Conservative tax experts, including several involved in writing the 2017 law, say they have seen no evidence of the law enticing companies to move jobs overseas. Mr. Biden has assembled a team of tax officials who contend the provisions have given companies new incentives to move investment and profits offshore.

Mr. Biden’s plan would raise the rate of Mr. Trump’s minimum tax and apply it more broadly to income that American companies earn overseas. Those efforts would try to make it less appealing for companies to book profits in lower-tax companies.

That includes discouraging American companies from moving their headquarters abroad for tax purposes, particularly through the practice known as “inversions,” where companies from different countries merge, creating a new foreign-located firm.

Under current law, companies with headquarters in low-tax countries can move some of their profits earned by subsidiaries in the United States and send them back to headquarters as payments for things like the use of intellectual property, then deduct those payments from their American income taxes.
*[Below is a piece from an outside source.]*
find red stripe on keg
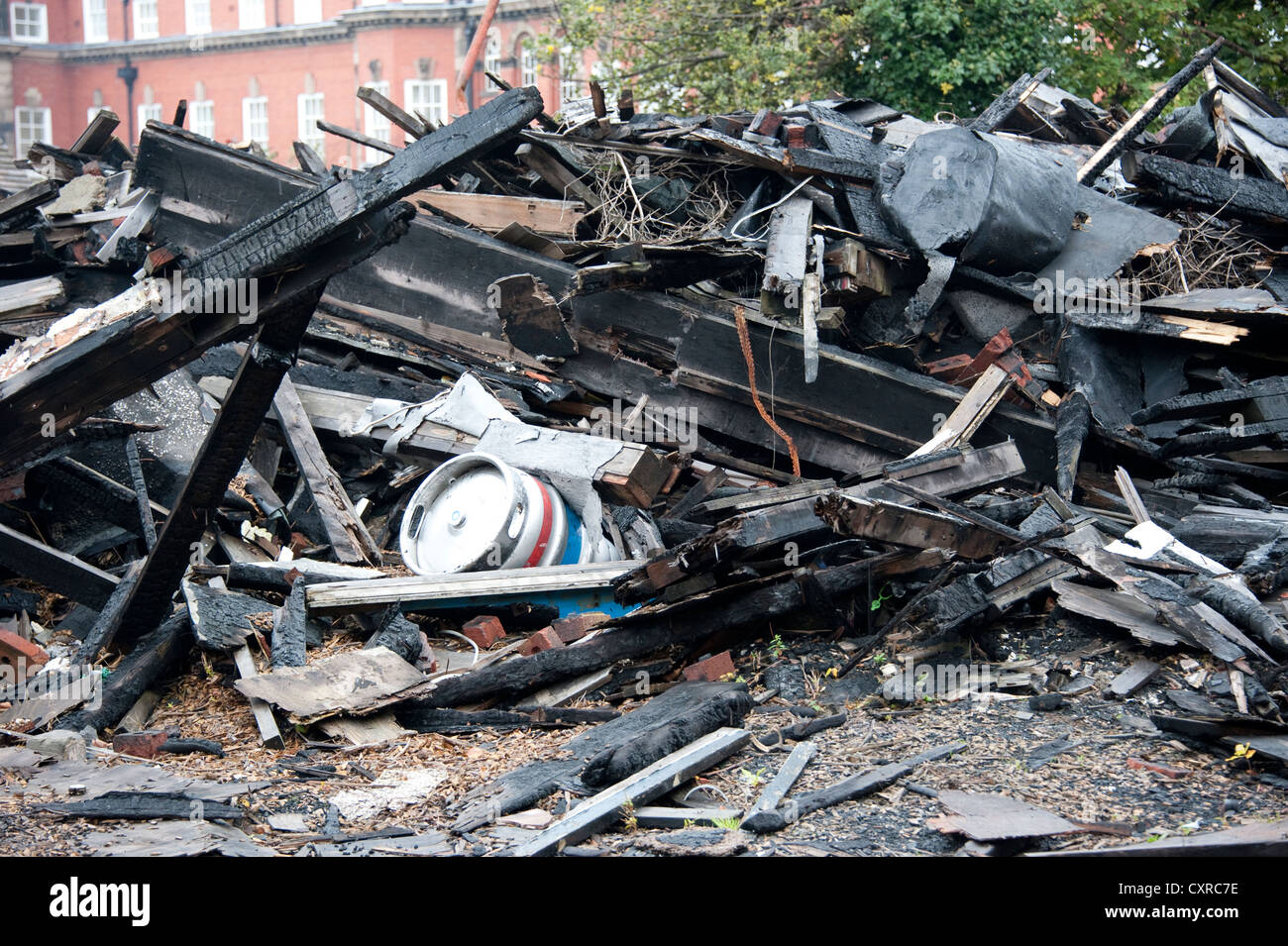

The Biden plan would disallow those deductions for companies based in low-tax countries.

Treasury Department officials estimate the proposed changes to offshore taxation would raise about $700 billion over 10 years.

Companies defend their decisions to locate profits and operations offshore, saying they do so for a variety of reasons, including so that they can compete globally.

Business groups blasted the proposal on Wednesday, saying that while they agreed that the United States needed to invest in infrastructure, the tax plan would put American firms at a significant competitive disadvantage.

Neil Bradley, an executive vice president and the chief policy officer of the U.S. Chamber of Commerce, said in a statement on Wednesday that the proposal would “hurt American businesses and cost American jobs” and that it would hinder their ability to compete in a global economy.

And members of the Business Roundtable, which represents corporate chief executives in Washington, said this week that Mr. Biden’s plan for a global minimum tax “threatens to subject the U.S. to a major competitive disadvantage.”

Republican lawmakers also denounced the plan as bad for business, with some on the House Ways and Means Committee saying that “their massive tax hikes will be shouldered by American workers and small businesses.”

Still, some companies expressed an openness to certain tax hikes.

John Zimmer, the president and a founder of Lyft, told CNN on Wednesday that he supported Mr. Biden’s proposed 28 percent corporate tax rate.

“I think it’s important to make investments again in the country and the economy,” Mr. Zimmer said. “And as the economy grows, so too does jobs and so too does people’s needs to get around.”

Mr. Biden’s team hopes the proposals will ultimately spur a worldwide change in how and where companies are taxed, which could resolve some of the global competitiveness concerns.

The administration is supporting an effort through the Organization for Economic Cooperation and Development to broker an agreement on developing a new global minimum tax. Ms. Yellen threw her support behind that effort on Monday, and the Biden plan includes measures meant to force other countries to go along with that new tax. Global negotiators are aiming to come to an agreement by July.